We have also verified the results against full original expedite test suite (as found in EFL repository) with 11.12% average performance optimization and with two different Cortex-A8 boards. Also, we verified the results with a different input data set, getting about 8% gain on original expedite.

## 5 Future work

Though we have fixed the vector shift instructions, there are still problems remaining with this optimization. First, autovectorizer currently is unable to produce operations involving vector and scalar arguments at the same time, e.g. for original operation a[i] << CONST it would first produce a vector containing four identical constants, and only then issue a vector operation a\_vec[j] << 4xCONST, though NEON has a distinct operation for shifting vector by a single scalar. Second, the vectorizer can only handle aligned data, and if at runtime it finds out it's misaligned, it executes regular non-vectorized version of a loop, thus wasting time on alignment checks. We believe that this GCC optimization has more potential, and additional efforts should be done in improving autovectorization for NEON.

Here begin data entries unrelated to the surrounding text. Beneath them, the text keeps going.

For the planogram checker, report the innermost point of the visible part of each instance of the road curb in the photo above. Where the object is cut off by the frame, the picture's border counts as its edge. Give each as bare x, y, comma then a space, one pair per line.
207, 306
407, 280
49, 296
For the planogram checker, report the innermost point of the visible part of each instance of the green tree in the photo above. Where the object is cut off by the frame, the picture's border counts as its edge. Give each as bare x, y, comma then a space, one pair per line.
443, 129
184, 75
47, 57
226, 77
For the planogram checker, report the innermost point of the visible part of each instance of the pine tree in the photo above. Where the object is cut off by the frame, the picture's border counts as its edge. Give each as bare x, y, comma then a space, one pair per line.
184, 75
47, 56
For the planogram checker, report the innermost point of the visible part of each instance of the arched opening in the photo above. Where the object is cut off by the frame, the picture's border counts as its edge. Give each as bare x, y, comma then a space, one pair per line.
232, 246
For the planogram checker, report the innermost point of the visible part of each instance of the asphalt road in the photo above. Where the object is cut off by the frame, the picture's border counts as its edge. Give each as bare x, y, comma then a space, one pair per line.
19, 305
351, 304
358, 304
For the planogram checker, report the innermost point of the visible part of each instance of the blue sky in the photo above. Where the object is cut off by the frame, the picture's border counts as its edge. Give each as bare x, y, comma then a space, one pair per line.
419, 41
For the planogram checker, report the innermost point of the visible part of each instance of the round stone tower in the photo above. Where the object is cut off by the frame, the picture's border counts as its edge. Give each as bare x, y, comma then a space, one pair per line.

The results of tuning GCC loop prefetching/unrolling optimization prove that it is important for achieving good performance on ARM in applications with intensive memory usage and regular memory access pattern (like rasterization routines in libevas). Its performance results may vary among applications (as they vary among expedite tests), from input data (with small data sizes prefetching won't have time even to complete a load of first portion of data since prefetch distance may be greater than data size), and from the target architecture. We think that this optimization needs more detailed manual analysis so to find whether it has some implementation specifics that can be improved on ARM, as well as automatic tuning of its parameters with more applications.

Also, more general mechanism should be developed to provide GCSE optimization with a target-specific information on representation of constants (e.g. via a target hook), so to improve code on other architectures that may have similar constraints to those found on ARM.

## 6 Conclusions

We have identified a number of performance regressions in GCC optimizations with libevas on ARM, including GCSE, register allocation, autovectorization and loop prefetching, and suggested fixes to them. The solutions proposed altogether brought 15.78% average performance increase as measured with reduced expedite benchmark (as described in Section 2), with up to 119% increase on certain tests. We have verified the produced speedup on the full benchmark with 11.12% average performance optimization and with up to 119% performance increase on some tests.

Overall, we believe that a project on optimizing GCC compiler for certain applications and target architecture (both manually and automatically) makes perfect sense, as such projects identify weak places of the compiler with regard to this target and application, and fixing these places may bring performance improvements. The results of such optimization should be made available to GCC community and developers of the target application so to avoid duplicate work on the same compiler optimizations and to encourage further development of the application using coding practices found to help compiler optimizations. After optimizations developed will be verified on wider range of applications, they could be enabled by default in GCC compiler for this target platform.

#### References

- ARM Cortex-A8 Technical Reference Manual. http://infocenter.arm.com/ help/topic/com.arm.doc.ddi0344d/DDI0344D\_cortex\_a8\_r2p1\_trm.pdf
- 2. The Enlightenment Foundation Libraries (EFL) web page. http://www.enlightenment.org/p.php?p=about/efl
- 3. ACOVEA home page. http://www.coyotegulch.com/products/acovea/index. html
- 4. Christopher G. Langton, ed. Artificial Life: An Overview. MIT, 1997.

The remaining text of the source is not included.